Increased blood vessel permeability (leakiness) produces redness, heat and swelling. This is caused by chemicals released by damaged or activated cells including histamines, prostaglandins and kinins. This process allows phagocytes and blood-clotting elements called platelets to access the damaged area. Clots wall off infection and help prevent spread of microbes.

Fever response

An abnormally high body temperature in response to infection. Body temperature (normally 37 C) is regulated by the hypothalamus in the brain. When bacteria are ingested by phagocytes the latter release a chemical called interleukin 1 . IL-1 causes the hypothalamus to release prostaglandins that reset the hypothalamic thermostat at higher temperatures causing fever. Fever makes you feel sick and forces you to rest. High persistent fevers can become life-threatening.

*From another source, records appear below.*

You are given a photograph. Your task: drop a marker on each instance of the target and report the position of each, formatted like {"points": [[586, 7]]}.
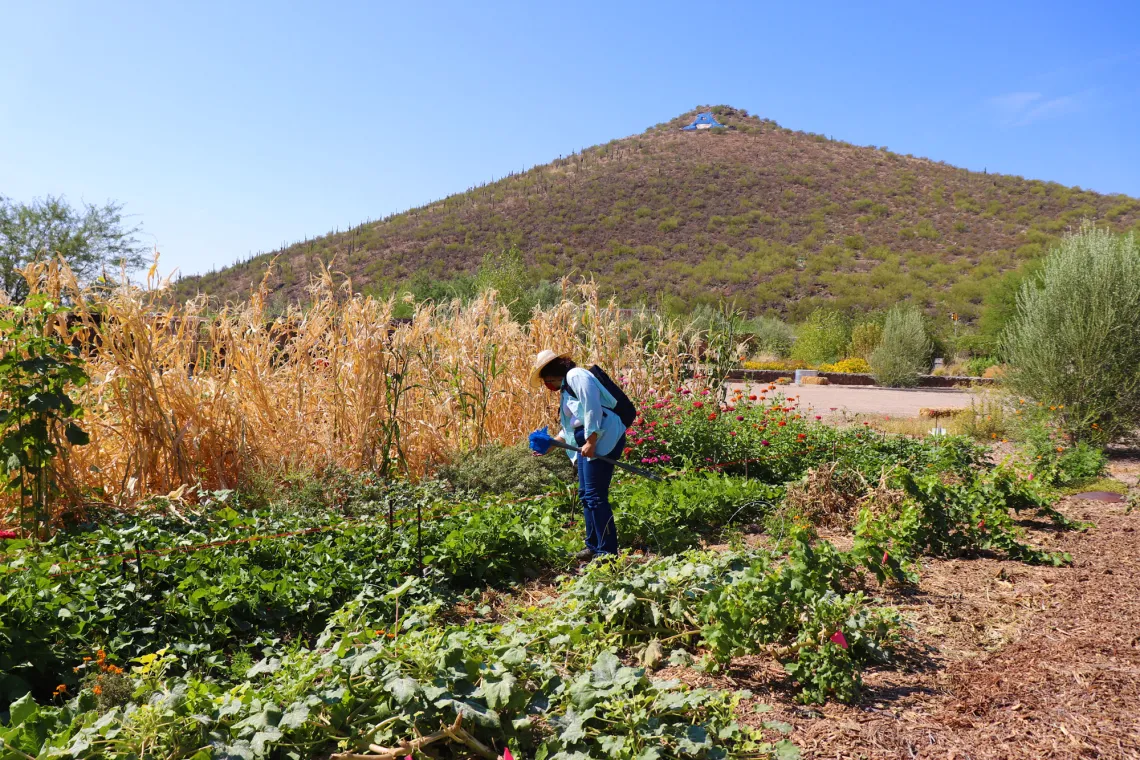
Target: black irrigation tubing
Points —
{"points": [[137, 553]]}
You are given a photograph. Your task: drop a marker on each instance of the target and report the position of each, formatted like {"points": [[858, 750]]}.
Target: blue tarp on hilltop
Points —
{"points": [[705, 120]]}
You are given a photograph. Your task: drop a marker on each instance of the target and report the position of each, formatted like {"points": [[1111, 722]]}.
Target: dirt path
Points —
{"points": [[858, 399], [1009, 660]]}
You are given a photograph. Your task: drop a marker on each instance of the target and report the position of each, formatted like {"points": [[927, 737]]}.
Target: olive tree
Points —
{"points": [[1074, 343], [904, 349]]}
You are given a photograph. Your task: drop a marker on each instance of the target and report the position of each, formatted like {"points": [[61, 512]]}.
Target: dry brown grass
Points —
{"points": [[825, 498], [182, 397]]}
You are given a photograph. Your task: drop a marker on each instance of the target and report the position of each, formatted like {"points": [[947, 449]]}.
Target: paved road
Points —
{"points": [[866, 399]]}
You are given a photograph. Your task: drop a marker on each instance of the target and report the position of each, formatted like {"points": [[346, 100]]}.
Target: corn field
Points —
{"points": [[182, 397]]}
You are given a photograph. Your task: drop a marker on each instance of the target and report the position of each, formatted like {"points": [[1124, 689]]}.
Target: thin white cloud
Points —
{"points": [[1024, 108], [1048, 109]]}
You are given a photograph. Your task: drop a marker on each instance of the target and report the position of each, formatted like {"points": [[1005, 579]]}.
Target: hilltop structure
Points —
{"points": [[705, 120]]}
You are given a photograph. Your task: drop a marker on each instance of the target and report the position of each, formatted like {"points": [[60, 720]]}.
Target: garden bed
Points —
{"points": [[246, 640]]}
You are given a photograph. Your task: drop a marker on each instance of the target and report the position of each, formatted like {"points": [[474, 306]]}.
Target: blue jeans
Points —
{"points": [[594, 476]]}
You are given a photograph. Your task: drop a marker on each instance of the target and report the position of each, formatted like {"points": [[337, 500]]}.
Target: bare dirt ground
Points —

The average adult has about 5 liters of blood (think of 2 and a half two liters bottles of coca cola if you want to compare volumes!) Blood consists of red blood cells, white blood cells and cellular fragments called platelets-suspended in a fluid component known as plasma. All blood cells arise from a common stem cell which accounts for about 0.1% of the nucleated cell population of bone marrow. The stem cells undergo numerous cell divisions and pass through several intermediate stages before becoming mature blood cells. The whole process is controlled by various growth factors which act to regulate the type of cells formed and their rate of production. Stem cells are programmed to die by apoptosis (a-pop-TOE-sis) unless they receive signals from appropriate growth factors. It may be possible to help restore the immune function of people with HIV by isolating and expanding populations of healthy bone marrow stem cells.

An adult male usually has about 5 million RBCs per mm3 of blood and females 4.5 million/mm3 . Adults possess far fewer WBCs than RBCs, usually between 6,500 and 10,000 WBCs/mm3 of blood. We are primarily concerned with the elements of the blood that function in immune defense. Cells of the immune system are white blood cells (leukocytes). The plasma also contains antibody molecules, clotting proteins and complement proteins.

The Lymphatic system

Throughout the circulatory system some plasma filters out of blood capillaries and into spaces between tissue cells. The fluid between and around tissues is called interstitial fluid. Microscopic vessels surrounding tissue cells are called lymph capillaries. Once interstitial fluid enters lymph capillaries it is known as lymph. The capillaries are also leaky and readily pick up microbes or their products. Lymph drains into larger vessels called lymphatics which contain valves that prevent backflow of fluid. Lymph containing filtered proteins and fluid, enters a duct and returns to the venous blood just before entering the right atrium of the heart. Lymph flows through various lymph nodes en route. The lymph nodes are like mini-battle grounds that attempt to block the spread of infection. Microbes are trapped by dendritic macrophages in the nodes and encounter B and T cells. These B and T cells will multiply in reponse and some will become memory cells.